Лет через тридцать, году в 2017-м, в Нижнем Новгороде проходила моя небольшая выставка. Тогда я впервые попал в знаменитый дом на обрыве, один из многих построенных моим прапрадедом Михаилом и другими Рукавишниковыми. Совсем недавно в нем закончили реставрацию: многое получилось странновато — например, изумрудно-зеленый цвет стен. Но все равно приятно. Впрочем, я сам виноват, что все получилось неидеально. Когда реставрация только начиналась, мне предлагали поучаствовать, на что я запальчиво ответил: «Мы будем строить, а вы — ломать. Потом еще просите помогать восстанавливать». Те, к кому я обратился — те самые «вы» — удивились, так как ломали их деды, а не они сами. Да и сравнивать мои финансовые возможности с прадедовскими смешно. Мы с папой часто иронизировали на эту тему. Он говорил: «Представляешь, как они на том свете смеются, глядя на нас, скребущихся здесь в поисках кедровых орешков?»

Но по-настоящему ощутил я эту самую разницу в доходах, только побывав в Подвязье. Имение это сначала принадлежало семье Приклонских, потом его купил мой прадед Сергей. Графиня Прасковья, последняя из рода Приклонских, напрочь отказывалась продавать имение потомку купцов. Поэтому только после ее смерти Сергею удалось купить Подвязье. Говорят, что дух Прасковьи до сих пор появляется в образе вороны в церкви, построенной ее предками. Кстати, церковь эта имеет необычную форму эллипса. По слухам, там проходили масонские ритуалы. Вскоре имение было признано лучшим в России.

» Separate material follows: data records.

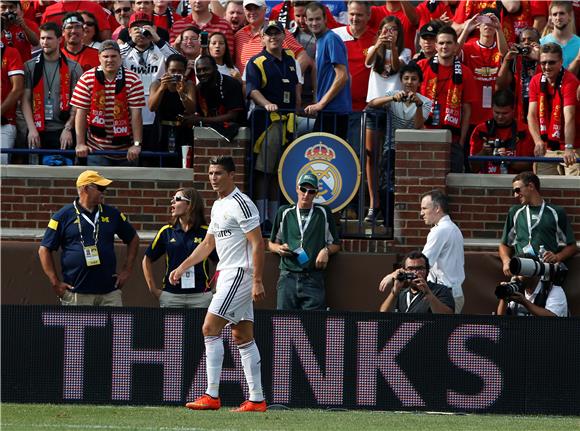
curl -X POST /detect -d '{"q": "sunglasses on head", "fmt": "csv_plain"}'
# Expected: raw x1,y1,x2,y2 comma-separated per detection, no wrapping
172,195,190,203
114,7,131,13
83,22,96,27
299,186,317,195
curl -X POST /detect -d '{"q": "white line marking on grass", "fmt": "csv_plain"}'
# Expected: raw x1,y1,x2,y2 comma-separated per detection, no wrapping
2,423,240,431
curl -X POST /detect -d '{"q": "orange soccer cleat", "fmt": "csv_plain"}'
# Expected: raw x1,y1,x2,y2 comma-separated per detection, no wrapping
185,394,221,410
231,400,267,412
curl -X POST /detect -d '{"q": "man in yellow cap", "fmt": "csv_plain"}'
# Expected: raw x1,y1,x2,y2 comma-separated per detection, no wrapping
38,170,139,306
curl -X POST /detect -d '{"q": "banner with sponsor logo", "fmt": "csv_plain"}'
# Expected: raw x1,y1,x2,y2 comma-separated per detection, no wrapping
2,306,579,415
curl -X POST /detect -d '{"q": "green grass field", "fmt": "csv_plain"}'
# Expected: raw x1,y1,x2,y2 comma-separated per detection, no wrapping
1,404,579,431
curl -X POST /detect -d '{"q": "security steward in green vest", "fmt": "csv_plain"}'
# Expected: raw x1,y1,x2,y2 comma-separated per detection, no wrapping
268,172,341,310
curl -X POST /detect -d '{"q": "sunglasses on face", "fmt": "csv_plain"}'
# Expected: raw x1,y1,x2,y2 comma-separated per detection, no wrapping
540,60,558,66
89,184,107,192
114,7,131,13
299,186,317,195
172,195,190,203
512,187,522,194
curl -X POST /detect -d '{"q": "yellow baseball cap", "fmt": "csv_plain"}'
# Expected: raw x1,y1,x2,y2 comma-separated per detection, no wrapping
76,170,113,187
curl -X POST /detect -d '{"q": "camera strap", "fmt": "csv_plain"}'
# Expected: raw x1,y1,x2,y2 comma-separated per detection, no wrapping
525,200,545,244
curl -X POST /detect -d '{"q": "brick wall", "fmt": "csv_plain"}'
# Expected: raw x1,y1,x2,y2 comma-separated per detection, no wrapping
1,167,192,232
2,130,579,254
447,179,580,240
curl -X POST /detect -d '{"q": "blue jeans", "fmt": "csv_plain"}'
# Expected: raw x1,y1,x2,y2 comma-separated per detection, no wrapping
276,270,326,311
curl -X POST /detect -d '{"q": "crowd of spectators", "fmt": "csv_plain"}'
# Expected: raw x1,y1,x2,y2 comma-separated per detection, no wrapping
1,1,579,212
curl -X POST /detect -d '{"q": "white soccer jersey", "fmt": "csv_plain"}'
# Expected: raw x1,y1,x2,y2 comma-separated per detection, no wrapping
120,41,178,124
208,187,260,271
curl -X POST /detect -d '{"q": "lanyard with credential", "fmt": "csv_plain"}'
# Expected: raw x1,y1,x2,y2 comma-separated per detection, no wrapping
296,205,314,248
525,200,545,244
73,201,101,247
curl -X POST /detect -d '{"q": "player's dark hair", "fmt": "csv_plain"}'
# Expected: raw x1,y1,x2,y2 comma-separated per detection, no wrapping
209,156,235,172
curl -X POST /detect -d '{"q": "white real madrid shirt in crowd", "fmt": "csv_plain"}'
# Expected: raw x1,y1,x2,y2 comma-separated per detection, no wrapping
208,187,260,271
120,40,178,125
422,214,465,297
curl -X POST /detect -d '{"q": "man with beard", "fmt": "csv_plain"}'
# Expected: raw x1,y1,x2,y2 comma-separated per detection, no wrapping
190,55,245,140
539,1,580,69
22,22,83,163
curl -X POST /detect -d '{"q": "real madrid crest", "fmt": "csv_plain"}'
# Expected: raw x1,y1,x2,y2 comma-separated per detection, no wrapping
278,132,361,213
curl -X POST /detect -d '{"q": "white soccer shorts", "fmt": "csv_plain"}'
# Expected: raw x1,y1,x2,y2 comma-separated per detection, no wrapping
208,267,254,324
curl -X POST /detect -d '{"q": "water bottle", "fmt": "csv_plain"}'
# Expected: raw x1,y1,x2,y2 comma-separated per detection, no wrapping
431,102,440,126
493,139,509,174
168,127,176,153
539,245,546,260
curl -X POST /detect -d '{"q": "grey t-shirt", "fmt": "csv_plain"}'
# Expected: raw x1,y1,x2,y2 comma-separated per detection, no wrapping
24,56,83,132
394,281,455,313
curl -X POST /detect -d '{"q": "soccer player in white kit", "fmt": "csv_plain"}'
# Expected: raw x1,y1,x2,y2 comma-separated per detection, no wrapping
169,156,266,412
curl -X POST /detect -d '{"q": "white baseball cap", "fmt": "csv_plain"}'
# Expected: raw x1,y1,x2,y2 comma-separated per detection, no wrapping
243,0,266,8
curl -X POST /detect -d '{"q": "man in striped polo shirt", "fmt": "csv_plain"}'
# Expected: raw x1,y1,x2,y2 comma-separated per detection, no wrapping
169,0,234,52
71,40,145,166
170,155,267,412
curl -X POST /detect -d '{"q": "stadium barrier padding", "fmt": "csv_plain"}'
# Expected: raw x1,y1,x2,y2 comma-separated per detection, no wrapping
2,305,579,415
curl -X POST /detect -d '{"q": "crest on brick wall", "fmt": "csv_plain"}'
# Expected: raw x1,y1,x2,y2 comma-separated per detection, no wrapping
278,132,361,213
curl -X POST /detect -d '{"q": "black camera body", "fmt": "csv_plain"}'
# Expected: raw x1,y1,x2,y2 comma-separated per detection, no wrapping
514,44,531,56
396,271,417,282
139,27,152,38
495,279,523,300
2,11,17,22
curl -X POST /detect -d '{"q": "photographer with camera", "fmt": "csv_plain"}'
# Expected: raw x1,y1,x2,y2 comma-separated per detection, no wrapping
496,254,568,317
120,11,179,166
379,251,454,314
499,172,577,277
0,0,39,62
469,89,534,174
148,53,196,167
495,27,541,127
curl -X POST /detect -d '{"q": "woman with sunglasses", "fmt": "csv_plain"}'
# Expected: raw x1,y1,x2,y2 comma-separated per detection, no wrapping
143,188,217,308
81,12,102,49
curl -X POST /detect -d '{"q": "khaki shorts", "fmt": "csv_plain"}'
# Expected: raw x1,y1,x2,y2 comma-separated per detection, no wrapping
159,291,213,308
60,289,123,306
534,149,580,176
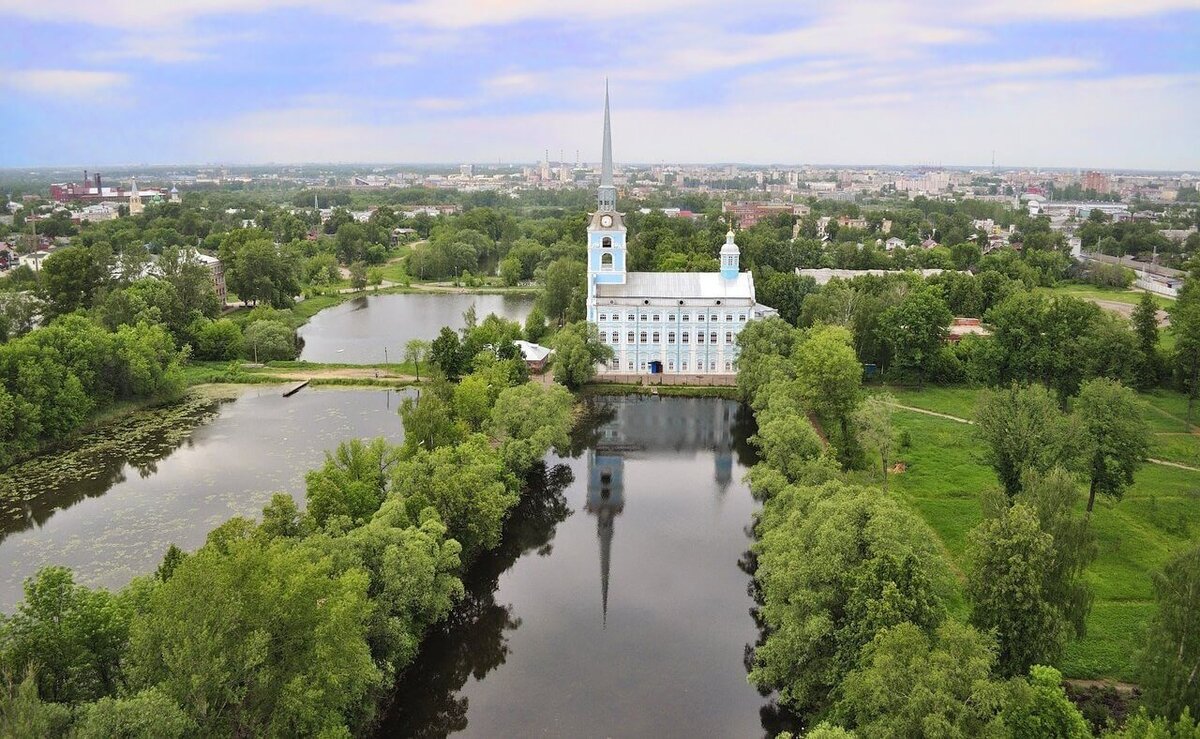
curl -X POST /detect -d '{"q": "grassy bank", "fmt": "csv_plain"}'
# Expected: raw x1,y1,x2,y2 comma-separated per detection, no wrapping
182,360,422,388
581,382,741,400
871,383,1200,681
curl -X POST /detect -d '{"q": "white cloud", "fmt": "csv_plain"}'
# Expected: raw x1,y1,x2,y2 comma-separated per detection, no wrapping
198,72,1200,170
969,0,1200,21
2,68,130,98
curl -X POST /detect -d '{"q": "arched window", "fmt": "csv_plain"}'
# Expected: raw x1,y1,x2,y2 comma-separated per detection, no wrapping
627,331,635,343
599,331,607,343
639,331,647,343
652,331,660,343
600,252,614,272
602,236,612,248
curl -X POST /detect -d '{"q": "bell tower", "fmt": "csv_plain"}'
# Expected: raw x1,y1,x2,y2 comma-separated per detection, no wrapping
588,81,627,316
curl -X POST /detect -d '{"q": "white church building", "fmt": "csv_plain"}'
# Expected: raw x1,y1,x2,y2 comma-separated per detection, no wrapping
586,87,775,376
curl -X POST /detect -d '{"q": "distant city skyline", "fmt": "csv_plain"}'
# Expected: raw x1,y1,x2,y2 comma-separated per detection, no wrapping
2,1,1199,170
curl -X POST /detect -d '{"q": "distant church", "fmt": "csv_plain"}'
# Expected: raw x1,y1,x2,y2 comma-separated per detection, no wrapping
586,86,775,376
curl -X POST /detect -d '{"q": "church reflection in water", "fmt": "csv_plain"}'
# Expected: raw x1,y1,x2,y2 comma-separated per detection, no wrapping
584,395,740,626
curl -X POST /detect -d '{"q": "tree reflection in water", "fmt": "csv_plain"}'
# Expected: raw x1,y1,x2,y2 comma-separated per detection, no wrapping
376,462,575,737
0,396,225,547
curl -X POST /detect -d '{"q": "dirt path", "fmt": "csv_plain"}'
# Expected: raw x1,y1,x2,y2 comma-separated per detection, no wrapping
1064,678,1139,695
887,402,974,424
1147,457,1200,472
887,402,1200,473
264,367,416,382
1086,298,1169,326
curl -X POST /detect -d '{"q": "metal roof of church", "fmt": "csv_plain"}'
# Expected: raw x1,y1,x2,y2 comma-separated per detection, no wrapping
595,271,755,300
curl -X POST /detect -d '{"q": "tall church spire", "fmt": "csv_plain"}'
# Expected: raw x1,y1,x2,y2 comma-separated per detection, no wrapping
597,80,617,212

С возвышенности, где расположено имение, открывается нереальной красоты и мощи вид на равнину, испещренную до горизонта прихотливым узором притоков Волги. Только вот само имение, хоть прошло каких-то жалких сто лет, благодаря неустанным усилиям советских поселян и поселянок, увы, превратилось в руины в стиле фэнтези. К слову, варварам Бренна2 и другим иноземцам потребовалось для подобного разграбления и разрушения Рима пятнадцать веков. А наши сумели всего за столетие! Какая целеустремленность, какие молодцы. При этом по останкам — толщине стен, дубовым рамам — отчетливо видно, что качество строений было отменное. Там были и шлюзы для причаливания судов, и свои пароходы, и маслобойни с английским оборудованием. То была прихоть Сергея. Кстати, формы для сливочного масла делал сам Шехтель, частенько работавший у прадеда и со временем превратившийся в друга семьи. А еще: конные заводы с лошадьми лучших пород, привезенными со всего мира. Это сейчас кажется чем-то обыденным, а вы почитайте книгу «Железный посыл» сильнейшего советского жокея Николая Насибова — он там подробно описал свои мытарства в попытках привезти породистого жеребца из-за границы. Кроме прочего — рыжие коровы из Великобритании, мощная и красивая водонапорная башня, немного обезьянничащая наклоном с Пизанской. Отдельно стоящее здание оранжереи с громадными окнами, где выращивалось бог знает что. Оно было расположено таким образом, чтобы завтракающие могли наслаждаться видом, а летом, когда были раскрыты окна, и запахом экзотических растений и цветов. Входная группа основного господского дома была спроектирована так, что хозяева и гости могли заезжать верхом, не спешиваясь, на второй этаж в дом, где слуги, ожидавшие их на экстерьерной широкой полулестнице-полупандусе, принимали разгоряченных скакунов и вели их сначала выхаживать на карусели, а после в светлые и просторные денники конюшен.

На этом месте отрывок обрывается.